Eero Saarinen’s Miller House.
This feeling of openness can be achieved without raising the ceiling plane. Take, for example, Eero Sarrinen’s Miller House, built in 1957. The living area is truly sunken, surrounded by the higher flooring of the main living level on all sides. The flat plane of the ceiling appears at a modest height, yet the entire spaces feels more open than if the living area were not lowered. While there are few walls, which also add to the spacious feel, this openness is in large part due to the fact that the furniture does not chop up the space.
Curved Sunken Living Room.
Another advantage of the “conversation pit” is that it is a way to define a separate space without using walls. Consider another open space with an inviting recessed circular seating area. The sunken spaces seems very intimate, though it is part of a very large space overall. The space is defined not only by the recessed floor, but also by the curved seating and the repetition of the circular forms on the ceiling with the vault and lighting fixture. A cylindrical space is formed within the larger rectangular room, giving an intimate place of repose.
Outdoor sunken patio area.
Sunken seating areas are not just for the interior of the home, but can be great outdoors. This recessed patio area reinforces the geometry of the architecture while providing a functional area to sit and relax outside.
Recessed Seating in Pool.
One last advantage to sunken seating is the added drama that it creates. This recessed seating peninsula serves as a prime example. The sitting area would still be lovely if it were at the height of the pool, but lowering it below the water line gives this space dramatic flare without interrupting the beautiful view.

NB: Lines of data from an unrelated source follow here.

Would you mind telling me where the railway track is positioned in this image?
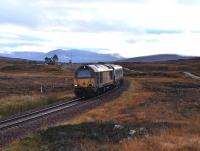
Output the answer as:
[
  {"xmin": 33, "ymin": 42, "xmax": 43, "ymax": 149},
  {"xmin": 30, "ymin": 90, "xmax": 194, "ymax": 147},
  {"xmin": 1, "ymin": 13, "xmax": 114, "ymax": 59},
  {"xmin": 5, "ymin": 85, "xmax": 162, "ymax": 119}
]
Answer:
[
  {"xmin": 0, "ymin": 98, "xmax": 84, "ymax": 130},
  {"xmin": 0, "ymin": 87, "xmax": 118, "ymax": 131}
]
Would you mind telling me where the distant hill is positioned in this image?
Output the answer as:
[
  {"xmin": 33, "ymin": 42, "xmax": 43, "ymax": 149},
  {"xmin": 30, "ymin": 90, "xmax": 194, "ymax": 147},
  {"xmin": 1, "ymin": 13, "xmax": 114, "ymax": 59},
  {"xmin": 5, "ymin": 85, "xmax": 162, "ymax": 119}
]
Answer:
[
  {"xmin": 119, "ymin": 54, "xmax": 194, "ymax": 62},
  {"xmin": 0, "ymin": 49, "xmax": 123, "ymax": 63}
]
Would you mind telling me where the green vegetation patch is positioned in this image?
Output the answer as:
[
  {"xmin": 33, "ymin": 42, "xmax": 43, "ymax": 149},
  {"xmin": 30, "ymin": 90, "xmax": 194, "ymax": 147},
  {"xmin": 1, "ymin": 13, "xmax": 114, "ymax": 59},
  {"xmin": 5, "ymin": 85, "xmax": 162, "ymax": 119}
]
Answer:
[
  {"xmin": 4, "ymin": 122, "xmax": 177, "ymax": 151},
  {"xmin": 0, "ymin": 95, "xmax": 65, "ymax": 118}
]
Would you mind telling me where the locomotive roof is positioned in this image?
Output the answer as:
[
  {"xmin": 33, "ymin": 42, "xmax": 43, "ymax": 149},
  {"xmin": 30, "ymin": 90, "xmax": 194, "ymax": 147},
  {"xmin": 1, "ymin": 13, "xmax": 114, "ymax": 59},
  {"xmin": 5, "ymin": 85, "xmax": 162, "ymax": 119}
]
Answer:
[
  {"xmin": 87, "ymin": 64, "xmax": 113, "ymax": 72},
  {"xmin": 106, "ymin": 64, "xmax": 122, "ymax": 70}
]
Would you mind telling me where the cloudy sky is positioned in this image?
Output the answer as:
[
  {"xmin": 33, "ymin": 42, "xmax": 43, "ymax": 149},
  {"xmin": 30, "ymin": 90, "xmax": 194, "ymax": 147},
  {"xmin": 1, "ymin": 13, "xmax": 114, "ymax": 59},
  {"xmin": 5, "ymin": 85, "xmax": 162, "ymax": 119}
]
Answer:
[{"xmin": 0, "ymin": 0, "xmax": 200, "ymax": 57}]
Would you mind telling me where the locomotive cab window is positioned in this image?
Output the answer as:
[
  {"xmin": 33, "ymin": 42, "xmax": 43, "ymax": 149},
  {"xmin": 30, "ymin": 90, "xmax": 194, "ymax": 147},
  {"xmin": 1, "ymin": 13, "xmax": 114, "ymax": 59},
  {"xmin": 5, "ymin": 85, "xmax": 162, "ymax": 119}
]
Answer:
[{"xmin": 76, "ymin": 69, "xmax": 92, "ymax": 78}]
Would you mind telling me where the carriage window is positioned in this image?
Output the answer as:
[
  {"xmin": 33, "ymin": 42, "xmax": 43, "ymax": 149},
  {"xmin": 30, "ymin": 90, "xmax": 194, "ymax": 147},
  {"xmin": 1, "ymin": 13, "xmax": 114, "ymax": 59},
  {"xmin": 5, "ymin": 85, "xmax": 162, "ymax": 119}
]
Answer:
[{"xmin": 77, "ymin": 70, "xmax": 92, "ymax": 78}]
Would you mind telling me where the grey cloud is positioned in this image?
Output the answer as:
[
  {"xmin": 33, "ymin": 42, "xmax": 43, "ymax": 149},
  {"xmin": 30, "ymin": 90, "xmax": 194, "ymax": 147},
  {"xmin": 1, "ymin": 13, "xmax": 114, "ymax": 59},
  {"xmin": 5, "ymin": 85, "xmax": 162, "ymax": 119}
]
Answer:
[
  {"xmin": 0, "ymin": 0, "xmax": 42, "ymax": 27},
  {"xmin": 0, "ymin": 42, "xmax": 42, "ymax": 48},
  {"xmin": 145, "ymin": 29, "xmax": 182, "ymax": 35},
  {"xmin": 178, "ymin": 0, "xmax": 200, "ymax": 5},
  {"xmin": 58, "ymin": 20, "xmax": 139, "ymax": 33}
]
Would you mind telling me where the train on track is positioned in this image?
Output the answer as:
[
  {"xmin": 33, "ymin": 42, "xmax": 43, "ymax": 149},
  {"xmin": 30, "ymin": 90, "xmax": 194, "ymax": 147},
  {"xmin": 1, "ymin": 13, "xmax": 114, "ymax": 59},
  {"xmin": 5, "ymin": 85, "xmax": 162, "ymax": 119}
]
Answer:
[{"xmin": 74, "ymin": 64, "xmax": 123, "ymax": 97}]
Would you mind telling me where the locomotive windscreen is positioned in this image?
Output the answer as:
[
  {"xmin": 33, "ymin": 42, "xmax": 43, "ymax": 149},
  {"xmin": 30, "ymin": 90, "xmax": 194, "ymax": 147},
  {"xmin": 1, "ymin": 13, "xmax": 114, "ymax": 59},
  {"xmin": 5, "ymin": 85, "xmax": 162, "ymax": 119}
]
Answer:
[{"xmin": 76, "ymin": 69, "xmax": 92, "ymax": 78}]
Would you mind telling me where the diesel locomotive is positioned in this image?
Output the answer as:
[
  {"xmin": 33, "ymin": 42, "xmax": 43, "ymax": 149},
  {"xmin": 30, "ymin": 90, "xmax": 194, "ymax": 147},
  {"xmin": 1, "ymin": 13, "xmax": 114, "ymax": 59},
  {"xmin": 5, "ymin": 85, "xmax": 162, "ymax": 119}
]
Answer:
[{"xmin": 74, "ymin": 64, "xmax": 123, "ymax": 97}]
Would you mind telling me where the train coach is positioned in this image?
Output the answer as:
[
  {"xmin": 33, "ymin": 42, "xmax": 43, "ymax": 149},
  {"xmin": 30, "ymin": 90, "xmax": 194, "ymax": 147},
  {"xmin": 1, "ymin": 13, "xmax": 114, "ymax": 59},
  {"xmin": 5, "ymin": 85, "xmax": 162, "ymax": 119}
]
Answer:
[{"xmin": 74, "ymin": 64, "xmax": 123, "ymax": 97}]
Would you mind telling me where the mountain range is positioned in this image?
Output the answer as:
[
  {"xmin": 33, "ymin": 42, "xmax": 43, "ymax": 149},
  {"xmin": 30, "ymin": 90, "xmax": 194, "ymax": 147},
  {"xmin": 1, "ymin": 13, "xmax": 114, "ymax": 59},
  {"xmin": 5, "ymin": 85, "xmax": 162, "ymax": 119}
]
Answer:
[
  {"xmin": 0, "ymin": 49, "xmax": 124, "ymax": 63},
  {"xmin": 0, "ymin": 49, "xmax": 197, "ymax": 63},
  {"xmin": 119, "ymin": 54, "xmax": 195, "ymax": 62}
]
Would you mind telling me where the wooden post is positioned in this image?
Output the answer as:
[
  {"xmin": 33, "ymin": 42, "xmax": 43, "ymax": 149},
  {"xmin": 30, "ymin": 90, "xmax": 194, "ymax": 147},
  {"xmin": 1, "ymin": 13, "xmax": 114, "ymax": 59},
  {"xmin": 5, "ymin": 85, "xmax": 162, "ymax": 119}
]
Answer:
[{"xmin": 40, "ymin": 85, "xmax": 43, "ymax": 93}]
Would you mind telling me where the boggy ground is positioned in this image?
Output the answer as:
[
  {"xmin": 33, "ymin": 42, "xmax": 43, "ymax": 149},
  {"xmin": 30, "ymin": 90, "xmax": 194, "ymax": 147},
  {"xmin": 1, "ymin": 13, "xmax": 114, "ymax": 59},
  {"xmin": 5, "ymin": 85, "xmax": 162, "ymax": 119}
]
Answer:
[
  {"xmin": 0, "ymin": 58, "xmax": 73, "ymax": 119},
  {"xmin": 3, "ymin": 58, "xmax": 200, "ymax": 151}
]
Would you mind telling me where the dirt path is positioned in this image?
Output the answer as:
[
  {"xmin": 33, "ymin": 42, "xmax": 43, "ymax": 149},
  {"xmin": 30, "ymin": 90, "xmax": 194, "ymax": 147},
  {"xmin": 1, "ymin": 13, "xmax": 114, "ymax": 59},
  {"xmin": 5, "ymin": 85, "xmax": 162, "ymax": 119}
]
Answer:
[{"xmin": 183, "ymin": 72, "xmax": 200, "ymax": 80}]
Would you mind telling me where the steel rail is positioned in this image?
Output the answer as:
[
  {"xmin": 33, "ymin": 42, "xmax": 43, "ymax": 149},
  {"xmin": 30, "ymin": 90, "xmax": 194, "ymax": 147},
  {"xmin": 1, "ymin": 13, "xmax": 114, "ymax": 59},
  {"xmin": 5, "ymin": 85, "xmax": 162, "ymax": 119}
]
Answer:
[{"xmin": 0, "ymin": 98, "xmax": 84, "ymax": 130}]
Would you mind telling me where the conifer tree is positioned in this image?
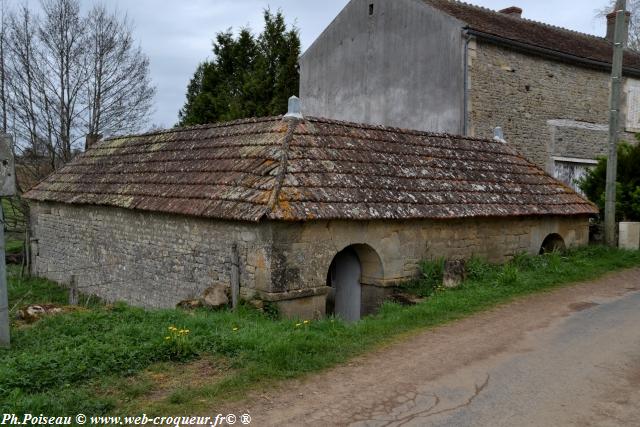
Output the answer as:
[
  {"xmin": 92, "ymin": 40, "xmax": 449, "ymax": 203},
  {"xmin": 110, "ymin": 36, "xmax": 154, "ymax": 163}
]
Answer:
[{"xmin": 178, "ymin": 10, "xmax": 300, "ymax": 126}]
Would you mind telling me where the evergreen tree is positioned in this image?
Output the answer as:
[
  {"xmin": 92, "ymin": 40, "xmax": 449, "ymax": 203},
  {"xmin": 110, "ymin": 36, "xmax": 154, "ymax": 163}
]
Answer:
[{"xmin": 178, "ymin": 10, "xmax": 300, "ymax": 126}]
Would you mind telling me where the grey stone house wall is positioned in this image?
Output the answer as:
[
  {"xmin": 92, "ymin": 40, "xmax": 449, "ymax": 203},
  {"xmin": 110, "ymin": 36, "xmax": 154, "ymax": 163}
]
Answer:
[
  {"xmin": 31, "ymin": 203, "xmax": 589, "ymax": 317},
  {"xmin": 31, "ymin": 203, "xmax": 271, "ymax": 308},
  {"xmin": 300, "ymin": 0, "xmax": 464, "ymax": 135}
]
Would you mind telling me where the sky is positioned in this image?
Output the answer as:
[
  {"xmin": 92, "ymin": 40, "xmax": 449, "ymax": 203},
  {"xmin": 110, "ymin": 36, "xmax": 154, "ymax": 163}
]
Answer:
[{"xmin": 81, "ymin": 0, "xmax": 608, "ymax": 128}]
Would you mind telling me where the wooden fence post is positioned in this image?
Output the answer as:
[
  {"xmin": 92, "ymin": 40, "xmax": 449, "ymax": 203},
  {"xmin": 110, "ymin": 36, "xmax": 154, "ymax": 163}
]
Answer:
[
  {"xmin": 69, "ymin": 274, "xmax": 78, "ymax": 305},
  {"xmin": 231, "ymin": 243, "xmax": 240, "ymax": 310}
]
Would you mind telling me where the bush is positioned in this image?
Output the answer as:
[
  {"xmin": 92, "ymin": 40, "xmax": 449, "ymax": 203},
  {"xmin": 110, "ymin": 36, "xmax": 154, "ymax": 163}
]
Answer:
[{"xmin": 579, "ymin": 140, "xmax": 640, "ymax": 221}]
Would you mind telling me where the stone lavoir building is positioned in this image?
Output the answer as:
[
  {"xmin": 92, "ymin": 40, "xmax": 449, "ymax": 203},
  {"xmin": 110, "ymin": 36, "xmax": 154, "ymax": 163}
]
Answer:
[
  {"xmin": 300, "ymin": 0, "xmax": 640, "ymax": 189},
  {"xmin": 25, "ymin": 113, "xmax": 596, "ymax": 320}
]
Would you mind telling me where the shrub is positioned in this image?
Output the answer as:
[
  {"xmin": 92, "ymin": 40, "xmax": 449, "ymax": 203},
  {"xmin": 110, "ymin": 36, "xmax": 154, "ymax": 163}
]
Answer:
[{"xmin": 579, "ymin": 140, "xmax": 640, "ymax": 221}]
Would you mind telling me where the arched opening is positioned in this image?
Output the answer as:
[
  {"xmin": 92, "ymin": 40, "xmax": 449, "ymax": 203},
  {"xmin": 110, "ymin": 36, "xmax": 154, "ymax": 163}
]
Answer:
[
  {"xmin": 326, "ymin": 244, "xmax": 383, "ymax": 322},
  {"xmin": 540, "ymin": 233, "xmax": 566, "ymax": 255}
]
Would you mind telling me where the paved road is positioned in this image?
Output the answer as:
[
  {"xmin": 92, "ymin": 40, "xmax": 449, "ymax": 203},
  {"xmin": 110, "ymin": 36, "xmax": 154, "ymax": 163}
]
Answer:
[{"xmin": 225, "ymin": 270, "xmax": 640, "ymax": 426}]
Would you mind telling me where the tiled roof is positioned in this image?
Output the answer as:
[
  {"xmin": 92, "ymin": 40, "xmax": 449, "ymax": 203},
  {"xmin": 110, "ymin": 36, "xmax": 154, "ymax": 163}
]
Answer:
[
  {"xmin": 423, "ymin": 0, "xmax": 640, "ymax": 70},
  {"xmin": 25, "ymin": 118, "xmax": 597, "ymax": 221}
]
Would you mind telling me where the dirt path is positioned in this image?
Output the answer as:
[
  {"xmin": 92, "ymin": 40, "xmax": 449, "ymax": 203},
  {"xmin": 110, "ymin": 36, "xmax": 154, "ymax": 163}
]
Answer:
[{"xmin": 227, "ymin": 269, "xmax": 640, "ymax": 426}]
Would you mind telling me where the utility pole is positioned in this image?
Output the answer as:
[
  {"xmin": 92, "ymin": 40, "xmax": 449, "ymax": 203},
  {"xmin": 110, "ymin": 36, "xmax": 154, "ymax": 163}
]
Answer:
[
  {"xmin": 604, "ymin": 0, "xmax": 628, "ymax": 247},
  {"xmin": 0, "ymin": 134, "xmax": 16, "ymax": 347}
]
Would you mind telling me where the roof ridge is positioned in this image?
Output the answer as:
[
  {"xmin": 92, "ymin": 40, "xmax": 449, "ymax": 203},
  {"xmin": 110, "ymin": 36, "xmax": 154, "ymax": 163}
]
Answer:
[
  {"xmin": 304, "ymin": 116, "xmax": 504, "ymax": 146},
  {"xmin": 436, "ymin": 0, "xmax": 607, "ymax": 42},
  {"xmin": 265, "ymin": 118, "xmax": 301, "ymax": 215}
]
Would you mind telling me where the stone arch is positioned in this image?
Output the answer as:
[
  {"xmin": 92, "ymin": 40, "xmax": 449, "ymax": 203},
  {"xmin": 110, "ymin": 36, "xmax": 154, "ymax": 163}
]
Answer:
[
  {"xmin": 539, "ymin": 233, "xmax": 567, "ymax": 255},
  {"xmin": 326, "ymin": 244, "xmax": 384, "ymax": 321}
]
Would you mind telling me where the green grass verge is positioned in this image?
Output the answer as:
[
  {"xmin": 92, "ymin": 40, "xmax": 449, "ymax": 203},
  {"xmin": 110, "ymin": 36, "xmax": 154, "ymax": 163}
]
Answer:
[{"xmin": 0, "ymin": 247, "xmax": 640, "ymax": 415}]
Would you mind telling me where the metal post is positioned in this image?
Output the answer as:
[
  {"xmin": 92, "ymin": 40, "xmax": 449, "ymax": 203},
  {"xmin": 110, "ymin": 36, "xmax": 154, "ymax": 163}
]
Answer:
[
  {"xmin": 0, "ymin": 204, "xmax": 11, "ymax": 347},
  {"xmin": 231, "ymin": 243, "xmax": 240, "ymax": 310},
  {"xmin": 604, "ymin": 0, "xmax": 627, "ymax": 247}
]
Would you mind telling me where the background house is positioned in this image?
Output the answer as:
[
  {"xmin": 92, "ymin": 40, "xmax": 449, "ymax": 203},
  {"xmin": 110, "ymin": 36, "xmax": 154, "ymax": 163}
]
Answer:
[
  {"xmin": 25, "ymin": 114, "xmax": 597, "ymax": 319},
  {"xmin": 300, "ymin": 0, "xmax": 640, "ymax": 192}
]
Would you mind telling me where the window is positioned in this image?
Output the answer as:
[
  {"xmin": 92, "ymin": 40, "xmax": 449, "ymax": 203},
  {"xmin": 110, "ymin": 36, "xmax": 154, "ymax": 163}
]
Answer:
[{"xmin": 553, "ymin": 157, "xmax": 598, "ymax": 195}]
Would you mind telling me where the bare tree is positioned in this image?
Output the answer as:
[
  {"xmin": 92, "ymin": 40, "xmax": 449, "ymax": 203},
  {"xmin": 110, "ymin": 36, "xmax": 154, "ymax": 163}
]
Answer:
[
  {"xmin": 0, "ymin": 0, "xmax": 155, "ymax": 179},
  {"xmin": 596, "ymin": 0, "xmax": 640, "ymax": 50},
  {"xmin": 85, "ymin": 5, "xmax": 155, "ymax": 142}
]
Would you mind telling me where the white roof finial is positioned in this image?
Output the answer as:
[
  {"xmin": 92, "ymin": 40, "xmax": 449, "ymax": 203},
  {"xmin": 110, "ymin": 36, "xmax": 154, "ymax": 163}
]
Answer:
[{"xmin": 284, "ymin": 95, "xmax": 304, "ymax": 119}]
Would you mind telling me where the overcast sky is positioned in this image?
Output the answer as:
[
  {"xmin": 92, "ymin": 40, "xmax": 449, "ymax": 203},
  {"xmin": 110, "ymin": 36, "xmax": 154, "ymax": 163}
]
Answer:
[{"xmin": 82, "ymin": 0, "xmax": 607, "ymax": 127}]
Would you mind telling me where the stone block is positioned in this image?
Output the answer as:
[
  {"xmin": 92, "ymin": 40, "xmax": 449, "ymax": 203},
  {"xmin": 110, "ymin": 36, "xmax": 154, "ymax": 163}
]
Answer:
[{"xmin": 276, "ymin": 295, "xmax": 327, "ymax": 320}]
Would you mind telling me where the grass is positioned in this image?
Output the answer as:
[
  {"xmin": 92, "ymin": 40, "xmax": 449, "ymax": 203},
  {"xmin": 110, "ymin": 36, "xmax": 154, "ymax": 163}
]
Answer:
[{"xmin": 0, "ymin": 247, "xmax": 640, "ymax": 415}]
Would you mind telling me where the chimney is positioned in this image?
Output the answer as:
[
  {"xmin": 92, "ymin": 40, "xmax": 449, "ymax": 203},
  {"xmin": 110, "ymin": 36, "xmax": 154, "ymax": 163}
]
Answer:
[
  {"xmin": 84, "ymin": 133, "xmax": 102, "ymax": 151},
  {"xmin": 605, "ymin": 10, "xmax": 631, "ymax": 43},
  {"xmin": 500, "ymin": 6, "xmax": 522, "ymax": 18}
]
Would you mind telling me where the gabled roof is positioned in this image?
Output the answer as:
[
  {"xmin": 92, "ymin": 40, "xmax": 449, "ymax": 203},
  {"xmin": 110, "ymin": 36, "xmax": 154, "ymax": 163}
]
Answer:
[
  {"xmin": 25, "ymin": 117, "xmax": 597, "ymax": 221},
  {"xmin": 423, "ymin": 0, "xmax": 640, "ymax": 71}
]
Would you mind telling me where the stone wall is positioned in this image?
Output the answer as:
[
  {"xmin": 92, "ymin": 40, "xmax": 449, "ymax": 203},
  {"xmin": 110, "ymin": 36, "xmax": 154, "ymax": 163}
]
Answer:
[
  {"xmin": 31, "ymin": 203, "xmax": 270, "ymax": 308},
  {"xmin": 467, "ymin": 40, "xmax": 634, "ymax": 174},
  {"xmin": 272, "ymin": 217, "xmax": 589, "ymax": 291}
]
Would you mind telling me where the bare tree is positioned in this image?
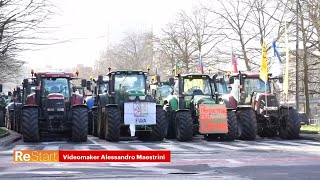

Scale: Too large for the room.
With the many advantages to sunken living rooms, one has to wonder why they went out of style at all. In truth, there are several disadvantages. For instance, scale must be noted. If only a small space is recessed, it would have a claustrophobic affect, much like sitting in a bathtub. Another disadvantage is the lack of flexibility of the space; furniture cannot be rearranged and the floor will always have a “hole” in it, making it useless for any other function. And one final, however important, disadvantage: it is more costly to build.